Réponses de Willy Borsus (MR):

«je ne suis pas d’accord avec l’argument [que la révision des BCAE] n’auraient pas d’impact sur le revenu». Et d’évoquer les surfaces neutralisées dans leur capacité de production ainsi que les sanctions lorsque les impositions ne sont pas respectées.

  • «il y a bien une ouverture d’un débat et de réformes sur le règlement qui concernent l’organisation du commerce, l’organisation du marché (…) Une évolution est attendue en ce qui concerne le rapport de force dans la négociation entre les producteurs ou celles et ceux qui les représentent (…).
  • Le Ministre annonce une évaluation, pour avril prochain, d’éventuelles modifications du règlement en ce qui concerne les pratiques commerciales abusives. «Le but est effectivement ici aussi de rétablir un meilleur équilibre au bénéfice de celles et ceux qui produisent (…)
  • Il faut un budget de crise par rapport à la gestion de la situation actuelle. Il faut – et j’utilise le terme à dessein – une solution en ce qui concerne le marché et le prix du blé, fût-il ce marché mondialisé (…). Willy Borsus a également évoqué les clauses miroirs dans les accords commerciaux à venir, mais également leur contrôle pour ceux en cours.

Borsus plaide pour une neutralisation des sanctions pour 2023 (et 2024)?

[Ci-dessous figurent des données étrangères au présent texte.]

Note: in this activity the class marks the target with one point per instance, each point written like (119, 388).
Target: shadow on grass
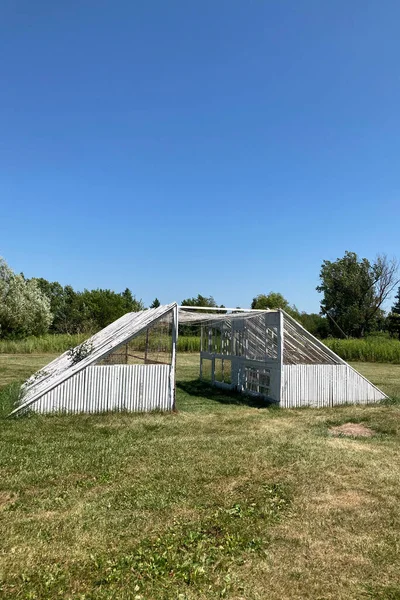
(205, 391)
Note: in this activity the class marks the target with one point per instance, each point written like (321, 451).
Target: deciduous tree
(354, 291)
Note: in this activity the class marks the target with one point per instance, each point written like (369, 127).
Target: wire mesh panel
(152, 346)
(257, 381)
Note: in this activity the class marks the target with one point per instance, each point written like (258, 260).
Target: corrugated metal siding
(102, 344)
(110, 388)
(326, 385)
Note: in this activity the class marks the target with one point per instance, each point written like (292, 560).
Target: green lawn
(221, 500)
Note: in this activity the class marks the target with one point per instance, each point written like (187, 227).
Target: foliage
(201, 301)
(24, 309)
(354, 290)
(274, 300)
(155, 304)
(393, 320)
(87, 311)
(80, 352)
(315, 324)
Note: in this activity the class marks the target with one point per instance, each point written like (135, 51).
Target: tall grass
(370, 349)
(46, 343)
(60, 343)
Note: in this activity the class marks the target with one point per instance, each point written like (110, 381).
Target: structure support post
(175, 325)
(280, 358)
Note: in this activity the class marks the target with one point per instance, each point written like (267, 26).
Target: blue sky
(217, 147)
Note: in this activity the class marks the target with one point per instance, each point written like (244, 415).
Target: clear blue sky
(177, 147)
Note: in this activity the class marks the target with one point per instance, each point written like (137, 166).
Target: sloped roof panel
(100, 344)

Comme il l’a annoncé lors de la séance plénière du Parlement wallon, Willy Borsus a adressé à la Commission européenne une demande de ne pas sanctionner les agriculteurs en 2023 et éventuellement en 2024. Elle s’inscrit dans le cadre de la rationalisation des contrôles et du droit à l’erreur. «On ne va pas sanctionner pour les années 2023, éventuellement pour l’année 2024, des agriculteurs qui n’auraient pas respecté des normes que l’on change maintenant parce qu’on les juge excessives. Sans quoi, évidemment, on marcherait décidément à l’envers». Un avis totalement partagé par David Clarinval, son homologue au fédéral, qui entend le relayer au niveau européen. Une demande sur laquelle la Commission pourrait se positionner avant la fin du printemps. Si l’Europe l’accepte, la proposition devrait alors faire l’objet d’une discussion au sein du Gouvernement wallon pour modifier le plan stratégique. Nous n’en sommes bien évidemment pas encore là!

En attendant, le Cabinet Borsus rappelle que «les dispositions actuelles restent en vigueur et les paiements déjà effectués pour la campagne 2023 tiennent compte des contrôles déjà réalisés».